Poor Cecco’s tail was of wood, like all the rest of him, but it was a fine strong tail, and in those days quite long. It was an easy job to poke the tip of it under the stone. Really it looked as if it would make a wonderful lever, and Poor Cecco himself was quite excited. “Now, all take hold of it together,” he cried, “and when I say ‘ready’ you push as hard as you can!”
And he took a long breath and planted all his four feet by firmly and said “Ready!”
What really did happen? No one knew. But at the moment they all crowded together, holding on to his tail, and Poor Cecco took his long breath, and every one pushed, instead of the stone rolling over as they expected there was a dreadful crack, and Poor Cecco’s lovely wooden tail snapped right in half!
That was a terrible moment! There was half of Poor Cecco’s tail broken off under the stone, and what was worse, they couldn’t pull it out again. Not that it would have been much use to him if they had. Tubby gave a piercing shriek, Harlequin turned very pale and tottered as he stood, the dolls hid their faces, and as for Bulka, he burst out crying louder and more like a five-finger exercise than ever before, and no one had the heart to stop him. They could only put their fingers in their ears and shake their heads and stamp.
“Indeed it doesn’t hurt,” Poor Cecco was saying. “Bulka, dear Bulka, I’ll buy a new tail to-morrow if you’ll stop crying!”
But Bulka refused to be comforted. His weeping swelled out on the breeze, loud and strong. All over the garden one could hear him, and all the potato bugs came running, wakened out of sleep, to know what the matter was. To Anna, however, lost among the potato vines and very miserable, it was a positive blessing. She lifted her head, stopped snivelling, and lumbered back, led by the sound, to where the others were gathered.

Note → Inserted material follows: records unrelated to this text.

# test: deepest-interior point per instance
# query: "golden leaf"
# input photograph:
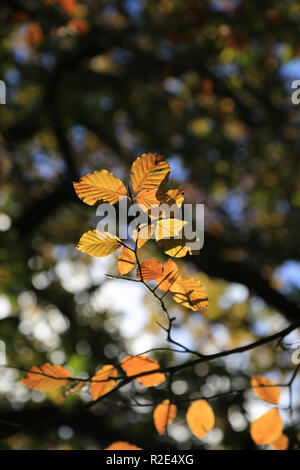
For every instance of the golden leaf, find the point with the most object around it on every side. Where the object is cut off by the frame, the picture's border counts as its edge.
(200, 418)
(169, 275)
(150, 269)
(189, 293)
(126, 261)
(282, 443)
(265, 389)
(100, 185)
(99, 244)
(122, 445)
(149, 171)
(101, 383)
(134, 365)
(46, 377)
(168, 228)
(267, 428)
(163, 415)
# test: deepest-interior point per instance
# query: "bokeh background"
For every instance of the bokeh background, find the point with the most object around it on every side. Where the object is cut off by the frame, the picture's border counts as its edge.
(91, 85)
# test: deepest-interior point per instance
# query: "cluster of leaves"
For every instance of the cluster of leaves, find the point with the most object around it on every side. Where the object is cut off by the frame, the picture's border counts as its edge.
(149, 175)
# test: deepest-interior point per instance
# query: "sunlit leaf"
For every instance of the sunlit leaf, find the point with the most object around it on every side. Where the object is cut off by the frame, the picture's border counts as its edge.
(103, 382)
(47, 377)
(169, 275)
(265, 389)
(282, 443)
(189, 293)
(134, 365)
(200, 418)
(163, 415)
(126, 261)
(149, 171)
(122, 445)
(150, 269)
(267, 428)
(99, 244)
(100, 185)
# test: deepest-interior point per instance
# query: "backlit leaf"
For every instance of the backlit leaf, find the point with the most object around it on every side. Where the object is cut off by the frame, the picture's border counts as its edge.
(134, 365)
(47, 377)
(150, 269)
(149, 171)
(265, 389)
(101, 383)
(164, 414)
(100, 185)
(126, 261)
(267, 428)
(200, 418)
(99, 244)
(122, 445)
(189, 293)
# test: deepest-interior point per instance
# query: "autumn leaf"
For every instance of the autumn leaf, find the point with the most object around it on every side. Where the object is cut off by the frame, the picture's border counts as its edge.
(47, 377)
(150, 269)
(134, 365)
(100, 185)
(265, 389)
(169, 275)
(99, 244)
(164, 414)
(168, 228)
(149, 171)
(142, 234)
(200, 418)
(122, 445)
(101, 383)
(282, 443)
(267, 428)
(126, 261)
(189, 293)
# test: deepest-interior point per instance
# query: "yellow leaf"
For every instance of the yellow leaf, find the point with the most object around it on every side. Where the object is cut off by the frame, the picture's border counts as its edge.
(265, 389)
(282, 443)
(163, 415)
(142, 234)
(46, 377)
(134, 365)
(126, 261)
(169, 275)
(168, 228)
(101, 383)
(267, 428)
(99, 244)
(122, 445)
(189, 293)
(150, 269)
(200, 418)
(149, 171)
(100, 185)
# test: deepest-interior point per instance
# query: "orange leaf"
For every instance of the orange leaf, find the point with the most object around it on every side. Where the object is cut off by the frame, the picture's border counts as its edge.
(46, 377)
(163, 415)
(267, 428)
(100, 185)
(101, 383)
(169, 275)
(149, 171)
(200, 418)
(126, 261)
(282, 443)
(190, 293)
(265, 389)
(150, 269)
(134, 365)
(122, 445)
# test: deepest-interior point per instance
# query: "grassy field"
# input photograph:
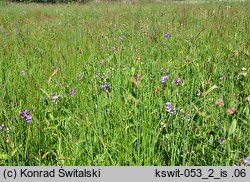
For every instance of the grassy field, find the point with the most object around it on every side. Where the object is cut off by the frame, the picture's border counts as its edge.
(125, 84)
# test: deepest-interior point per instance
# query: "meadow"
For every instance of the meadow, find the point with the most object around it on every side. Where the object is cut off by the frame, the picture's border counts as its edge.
(119, 84)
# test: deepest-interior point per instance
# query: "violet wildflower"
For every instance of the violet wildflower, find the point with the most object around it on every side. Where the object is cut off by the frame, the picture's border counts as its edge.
(167, 35)
(28, 118)
(177, 81)
(72, 91)
(221, 140)
(168, 107)
(247, 160)
(165, 70)
(105, 87)
(23, 72)
(25, 115)
(243, 69)
(26, 112)
(174, 110)
(222, 77)
(164, 78)
(21, 115)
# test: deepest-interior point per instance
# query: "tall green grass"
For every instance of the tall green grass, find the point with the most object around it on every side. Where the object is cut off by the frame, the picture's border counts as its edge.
(50, 49)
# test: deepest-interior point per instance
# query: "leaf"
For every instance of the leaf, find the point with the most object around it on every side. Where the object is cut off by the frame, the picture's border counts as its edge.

“What has happened?” she began. “Have you found the treasure? Why is Bulka crying?”
“Poor Cecco has lost his tail!”
Then Anna had to cry too.
“Hoo—Hoo—” they all lamented. “Poor Cecco has lost his tail!”

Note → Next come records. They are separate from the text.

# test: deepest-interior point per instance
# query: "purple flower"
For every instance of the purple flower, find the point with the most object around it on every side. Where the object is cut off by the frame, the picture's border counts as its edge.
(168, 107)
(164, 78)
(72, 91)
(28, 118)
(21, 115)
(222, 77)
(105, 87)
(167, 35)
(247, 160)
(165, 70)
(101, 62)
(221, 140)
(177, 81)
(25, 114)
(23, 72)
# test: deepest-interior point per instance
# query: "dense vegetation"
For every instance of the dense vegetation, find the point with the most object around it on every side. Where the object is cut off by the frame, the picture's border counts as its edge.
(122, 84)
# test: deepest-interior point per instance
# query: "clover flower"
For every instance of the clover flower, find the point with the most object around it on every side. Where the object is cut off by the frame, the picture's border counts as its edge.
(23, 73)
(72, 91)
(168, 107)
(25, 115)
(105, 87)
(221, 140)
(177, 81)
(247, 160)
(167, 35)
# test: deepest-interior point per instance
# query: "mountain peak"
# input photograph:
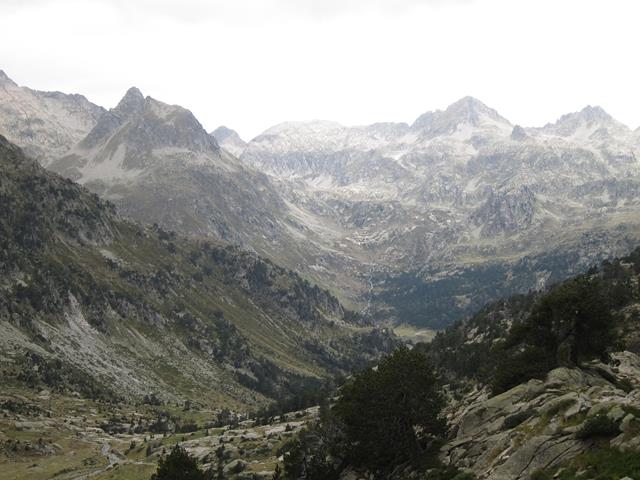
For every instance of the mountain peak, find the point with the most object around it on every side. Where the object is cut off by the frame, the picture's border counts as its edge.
(466, 111)
(590, 117)
(595, 113)
(132, 102)
(4, 79)
(470, 110)
(222, 133)
(229, 139)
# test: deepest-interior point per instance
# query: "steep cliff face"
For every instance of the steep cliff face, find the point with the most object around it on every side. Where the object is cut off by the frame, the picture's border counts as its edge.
(544, 424)
(45, 124)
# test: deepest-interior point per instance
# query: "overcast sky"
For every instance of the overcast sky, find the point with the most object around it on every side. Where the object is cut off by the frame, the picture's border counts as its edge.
(250, 64)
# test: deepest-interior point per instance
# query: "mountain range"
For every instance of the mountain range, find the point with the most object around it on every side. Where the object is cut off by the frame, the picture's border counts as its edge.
(416, 223)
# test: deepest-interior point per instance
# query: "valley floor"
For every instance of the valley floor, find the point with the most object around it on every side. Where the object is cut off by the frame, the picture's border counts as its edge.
(44, 435)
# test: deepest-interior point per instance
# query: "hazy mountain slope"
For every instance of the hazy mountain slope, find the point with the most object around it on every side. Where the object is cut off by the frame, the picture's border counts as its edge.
(574, 413)
(461, 206)
(419, 223)
(109, 308)
(158, 165)
(229, 140)
(45, 124)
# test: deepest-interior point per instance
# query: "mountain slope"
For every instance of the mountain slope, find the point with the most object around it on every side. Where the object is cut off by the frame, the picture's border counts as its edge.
(111, 309)
(45, 124)
(229, 140)
(461, 201)
(581, 405)
(158, 165)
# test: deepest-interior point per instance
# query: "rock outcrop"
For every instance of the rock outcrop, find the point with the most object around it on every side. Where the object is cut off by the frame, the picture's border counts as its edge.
(540, 424)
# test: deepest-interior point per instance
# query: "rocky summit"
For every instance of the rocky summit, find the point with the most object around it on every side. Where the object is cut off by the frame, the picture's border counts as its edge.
(417, 223)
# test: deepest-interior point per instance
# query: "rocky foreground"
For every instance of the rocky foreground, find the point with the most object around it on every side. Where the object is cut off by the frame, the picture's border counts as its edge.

“Where did he lose it?” asked the potato-bugs, who after all are practical people.
“He broke it off. Hoo—Hooo!”
“Then why did you say he lost it?” returned the eldest potato-bug, slightly annoyed. “Lost is one thing, broken another. We can’t do anything about that!” And the potato-bugs all humped their backs and crawled back to bed again.

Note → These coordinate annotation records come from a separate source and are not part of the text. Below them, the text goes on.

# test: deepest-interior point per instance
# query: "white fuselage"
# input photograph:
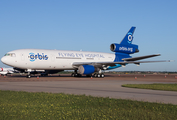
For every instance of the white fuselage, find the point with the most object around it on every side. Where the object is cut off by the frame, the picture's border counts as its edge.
(40, 59)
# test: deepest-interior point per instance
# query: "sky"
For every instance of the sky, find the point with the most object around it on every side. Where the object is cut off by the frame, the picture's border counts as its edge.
(92, 25)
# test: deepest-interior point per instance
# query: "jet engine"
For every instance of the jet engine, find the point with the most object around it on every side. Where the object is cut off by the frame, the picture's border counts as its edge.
(129, 49)
(87, 69)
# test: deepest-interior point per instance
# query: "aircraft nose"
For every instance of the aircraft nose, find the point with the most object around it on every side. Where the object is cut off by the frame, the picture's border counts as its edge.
(4, 60)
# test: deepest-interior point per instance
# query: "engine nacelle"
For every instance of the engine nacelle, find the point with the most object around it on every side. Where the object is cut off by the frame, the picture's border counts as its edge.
(87, 69)
(129, 49)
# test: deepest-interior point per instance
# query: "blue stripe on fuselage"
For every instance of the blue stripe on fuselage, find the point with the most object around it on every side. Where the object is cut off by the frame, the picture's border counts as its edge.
(118, 58)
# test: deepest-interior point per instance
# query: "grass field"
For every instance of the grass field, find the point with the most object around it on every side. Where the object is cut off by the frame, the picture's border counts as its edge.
(44, 106)
(167, 87)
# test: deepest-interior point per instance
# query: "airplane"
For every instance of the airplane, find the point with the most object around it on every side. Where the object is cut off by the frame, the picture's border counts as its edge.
(83, 63)
(5, 71)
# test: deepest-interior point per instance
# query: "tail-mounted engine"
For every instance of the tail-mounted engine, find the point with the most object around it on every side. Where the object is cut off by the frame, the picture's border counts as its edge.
(128, 49)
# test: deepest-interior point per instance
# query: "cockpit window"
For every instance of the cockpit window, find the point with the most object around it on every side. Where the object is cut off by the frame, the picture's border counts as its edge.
(10, 54)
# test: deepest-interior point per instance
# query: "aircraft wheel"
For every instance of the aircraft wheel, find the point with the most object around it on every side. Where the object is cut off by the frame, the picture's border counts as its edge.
(95, 75)
(28, 76)
(98, 75)
(75, 75)
(72, 74)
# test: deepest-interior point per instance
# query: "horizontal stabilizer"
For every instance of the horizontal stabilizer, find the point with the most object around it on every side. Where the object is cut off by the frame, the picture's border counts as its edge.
(140, 58)
(98, 64)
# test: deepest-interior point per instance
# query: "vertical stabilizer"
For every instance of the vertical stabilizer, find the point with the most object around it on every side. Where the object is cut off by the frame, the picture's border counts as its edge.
(127, 40)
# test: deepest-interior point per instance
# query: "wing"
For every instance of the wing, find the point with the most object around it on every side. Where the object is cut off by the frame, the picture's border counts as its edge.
(125, 61)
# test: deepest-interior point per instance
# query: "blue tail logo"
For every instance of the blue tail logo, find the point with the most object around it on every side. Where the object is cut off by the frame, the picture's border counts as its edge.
(127, 40)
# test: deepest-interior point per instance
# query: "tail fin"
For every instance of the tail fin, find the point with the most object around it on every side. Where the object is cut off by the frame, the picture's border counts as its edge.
(127, 40)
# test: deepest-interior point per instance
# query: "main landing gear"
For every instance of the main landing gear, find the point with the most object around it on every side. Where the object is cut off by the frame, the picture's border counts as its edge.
(75, 74)
(29, 75)
(98, 75)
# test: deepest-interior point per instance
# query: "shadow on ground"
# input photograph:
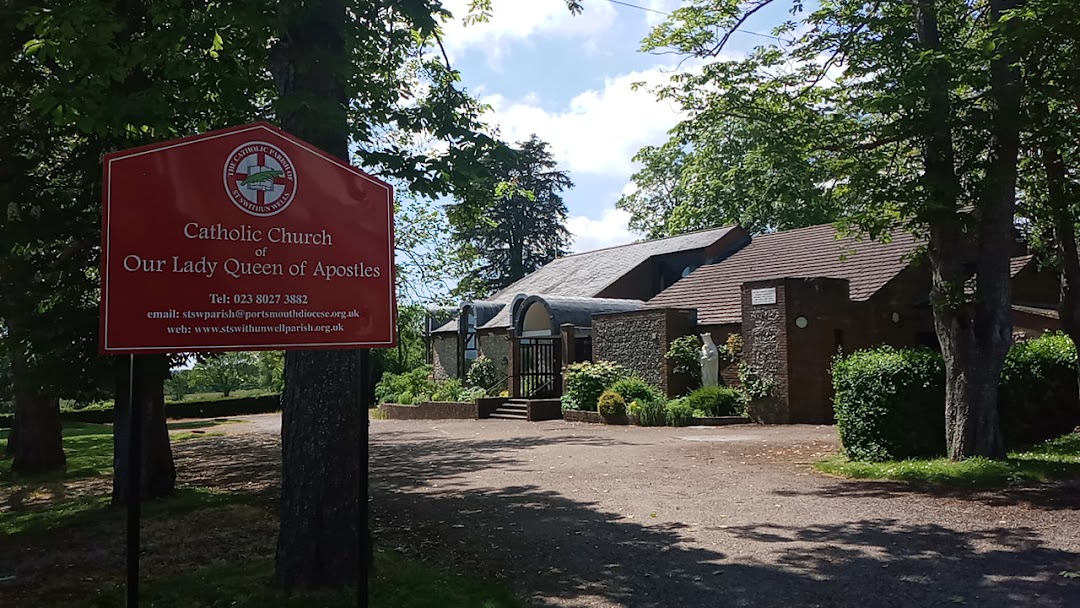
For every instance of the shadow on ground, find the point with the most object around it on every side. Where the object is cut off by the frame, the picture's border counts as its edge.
(571, 553)
(1052, 496)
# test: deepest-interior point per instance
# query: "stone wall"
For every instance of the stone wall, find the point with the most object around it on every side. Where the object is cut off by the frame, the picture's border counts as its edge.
(445, 355)
(634, 340)
(495, 345)
(765, 348)
(639, 340)
(430, 410)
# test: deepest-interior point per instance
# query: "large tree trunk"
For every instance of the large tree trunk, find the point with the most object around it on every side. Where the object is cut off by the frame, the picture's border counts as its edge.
(324, 405)
(158, 475)
(974, 337)
(322, 418)
(36, 443)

Now there must be an ambulance, and it was no use shouting for the express-wagon. He had been sound asleep again these two hours past. So they turned the Easter Chicken out of the wooden Engine and put Poor Cecco in that. His legs hung over the side; it wasn’t very comfortable, but it was the best they could manage. Harlequin was to be the doctor. He was the tallest and could look quite wise so long as he didn’t open his mouth, and there was no need for that. Tubby and Virginia May would be hospital nurses and wear a red cross on their arm. They arranged it all, walking on either side the Engine to keep Poor Cecco from falling out. It was almost as exciting as if they had found the treasure, and they had the added satisfaction of doing good to some one at the same time.
So they walked home, Anna pulling the engine, and Tubby and Virginia on either side, and whenever they met any one on the road they put their handkerchiefs to their eyes and said: “Poor Cecco has lost his tail!”
As for Poor Cecco, he got a ride home anyway, and when they reached the toy-cupboard they put him to bed in the dolls’ cradle and there he slept peacefully and Bulka sat by his side all night.